US equity markets hit record highs
US stocks are rising to fresh records as the focus switches from the US Capitol mayhem to fresh economic stimulus. Financial markets can look past the chaos now that President Trump pledged an orderly transition. It is hard not to like equities now that we are beyond all the big risk events: Trump’s acceptance of the presidential election, a clear Senate outcome, effective COVID vaccines, and hints of Fed taper tantrum. An orderly transition for Biden means he can quickly implement his strategy for squashing the coronavirus, delivering more economic stimulus, and moving along his infrastructure spending agenda. The Democrats won the Senate by the slimmest of margins and that means Biden will not be able to deliver sweeping tax and regulatory reform. Investors may expect small caps to outperform but do not have to abandon their FAANG stocks.
Facebook banned President Trump until his term ends and Shopify took his e-commerce websites offline. Both Facebook and Shopify shares held onto their earlier gains and were unfazed by the ban announcements. Facebook has survived boycott threats in the past and right now it seems investors don’t believe today’s actions will become an issue. All eyes are now on Twitter and Alphabet’s YouTube to see if they match Facebook’s move.
Financial markets showed little reaction to another elevated weekly initial jobless claims. Applications for unemployment benefits decreased by 3,000 to 787,000, slightly better than the consensus estimate of 800,000 initial claims. There is no doubt that the current virus surge will lead to further shutdowns and that will continue to keep pressure on the labor market.
Economists have a consensus estimate of a gain of 50k for the December nonfarm payroll report, with a forecast spanning -400k to +250k. Surging virus cases and fiscal support uncertainty in December weighed on hiring and traders should not be surprised if hiring turns negative for the first time since the April report.
Double dip concerns will only reinforce prospects for further stimulus now that Democrats were able to deliver a Blue Wave.
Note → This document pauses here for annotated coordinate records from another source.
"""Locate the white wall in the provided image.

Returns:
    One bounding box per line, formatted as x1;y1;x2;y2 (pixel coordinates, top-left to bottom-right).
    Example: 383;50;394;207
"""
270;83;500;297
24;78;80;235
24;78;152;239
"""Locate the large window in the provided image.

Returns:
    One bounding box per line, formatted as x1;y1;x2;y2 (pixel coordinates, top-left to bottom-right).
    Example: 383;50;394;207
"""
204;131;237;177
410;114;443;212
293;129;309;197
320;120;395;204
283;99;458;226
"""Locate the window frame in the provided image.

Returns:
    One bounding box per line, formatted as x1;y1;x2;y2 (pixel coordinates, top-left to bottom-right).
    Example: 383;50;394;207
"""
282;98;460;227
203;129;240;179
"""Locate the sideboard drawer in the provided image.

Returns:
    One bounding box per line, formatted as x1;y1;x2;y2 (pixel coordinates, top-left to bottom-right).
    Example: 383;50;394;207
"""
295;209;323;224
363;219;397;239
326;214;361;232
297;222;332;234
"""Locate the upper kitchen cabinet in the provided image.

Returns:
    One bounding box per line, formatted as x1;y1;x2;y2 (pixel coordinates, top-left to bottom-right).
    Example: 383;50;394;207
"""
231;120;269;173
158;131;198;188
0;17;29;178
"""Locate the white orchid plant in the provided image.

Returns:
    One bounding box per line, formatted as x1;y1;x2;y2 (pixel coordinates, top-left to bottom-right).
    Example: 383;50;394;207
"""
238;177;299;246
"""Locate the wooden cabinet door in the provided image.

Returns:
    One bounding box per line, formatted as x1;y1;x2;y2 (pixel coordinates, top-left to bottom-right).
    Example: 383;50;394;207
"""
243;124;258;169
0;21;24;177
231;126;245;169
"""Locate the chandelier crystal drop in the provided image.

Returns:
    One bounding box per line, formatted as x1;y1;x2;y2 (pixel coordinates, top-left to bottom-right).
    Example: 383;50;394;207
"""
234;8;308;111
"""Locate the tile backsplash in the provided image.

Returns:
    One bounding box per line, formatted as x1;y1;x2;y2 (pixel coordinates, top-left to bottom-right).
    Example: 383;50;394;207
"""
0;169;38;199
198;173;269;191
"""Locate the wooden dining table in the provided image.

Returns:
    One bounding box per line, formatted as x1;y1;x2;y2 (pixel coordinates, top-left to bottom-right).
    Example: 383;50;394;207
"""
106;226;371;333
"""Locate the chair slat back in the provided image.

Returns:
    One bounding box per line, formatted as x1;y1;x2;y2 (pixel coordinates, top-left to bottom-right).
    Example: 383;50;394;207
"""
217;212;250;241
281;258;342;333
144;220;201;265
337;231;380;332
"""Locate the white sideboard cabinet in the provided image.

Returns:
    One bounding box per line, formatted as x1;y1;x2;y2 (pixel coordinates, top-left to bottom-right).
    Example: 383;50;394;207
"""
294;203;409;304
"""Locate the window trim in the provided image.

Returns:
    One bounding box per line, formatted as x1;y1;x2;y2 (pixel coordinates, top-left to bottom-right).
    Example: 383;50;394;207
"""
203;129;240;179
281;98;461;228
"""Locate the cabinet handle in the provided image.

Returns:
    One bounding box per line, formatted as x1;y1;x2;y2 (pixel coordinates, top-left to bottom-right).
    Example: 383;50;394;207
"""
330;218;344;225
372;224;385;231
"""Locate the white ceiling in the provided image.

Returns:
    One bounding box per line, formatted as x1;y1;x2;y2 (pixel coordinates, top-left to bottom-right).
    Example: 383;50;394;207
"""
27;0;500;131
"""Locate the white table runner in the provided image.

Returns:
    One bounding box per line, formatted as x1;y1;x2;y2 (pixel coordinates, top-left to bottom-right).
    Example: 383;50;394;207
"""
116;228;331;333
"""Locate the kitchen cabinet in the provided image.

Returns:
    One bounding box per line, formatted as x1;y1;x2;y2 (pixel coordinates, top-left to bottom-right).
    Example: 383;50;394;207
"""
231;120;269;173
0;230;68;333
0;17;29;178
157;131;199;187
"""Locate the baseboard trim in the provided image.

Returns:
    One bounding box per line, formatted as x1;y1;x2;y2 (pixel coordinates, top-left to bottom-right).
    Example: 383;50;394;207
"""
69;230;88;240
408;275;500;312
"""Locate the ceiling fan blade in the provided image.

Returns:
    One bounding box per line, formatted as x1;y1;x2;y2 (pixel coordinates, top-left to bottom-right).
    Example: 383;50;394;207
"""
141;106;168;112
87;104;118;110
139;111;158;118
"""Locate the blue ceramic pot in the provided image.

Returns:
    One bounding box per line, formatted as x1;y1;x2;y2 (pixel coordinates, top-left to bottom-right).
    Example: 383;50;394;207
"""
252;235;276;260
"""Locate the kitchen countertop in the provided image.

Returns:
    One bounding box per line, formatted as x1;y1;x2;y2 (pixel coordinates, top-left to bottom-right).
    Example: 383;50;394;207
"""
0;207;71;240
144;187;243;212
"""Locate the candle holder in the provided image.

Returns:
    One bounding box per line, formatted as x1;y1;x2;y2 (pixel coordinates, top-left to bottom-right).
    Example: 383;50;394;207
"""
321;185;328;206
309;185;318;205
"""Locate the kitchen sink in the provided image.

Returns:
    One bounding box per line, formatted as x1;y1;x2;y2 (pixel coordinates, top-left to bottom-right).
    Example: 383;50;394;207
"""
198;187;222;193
Today’s ISM Services reading looked better than it was. The headline ISM services index came better-than-expected at 57.2, higher than the consensus estimate of 54.5 and the prior reading of 55.9. Supply chain disruptions from COVID restrictive measures were the main reason the service gauge unexpectedly rose. Further COVID restrictions will weigh on the index next month.
The dollar is rallying as inflation expectations send Treasury yields higher and as leveraged-and real-money accounts rush to cover their excessively bearish greenback bets. Bets against the dollar became overcrowded and the dollar could see a substantial bounce here. No one doubts that the Biden administration will deliver aggressive stimulus packages in his first 100 days, but for many investors now is the time to take profits.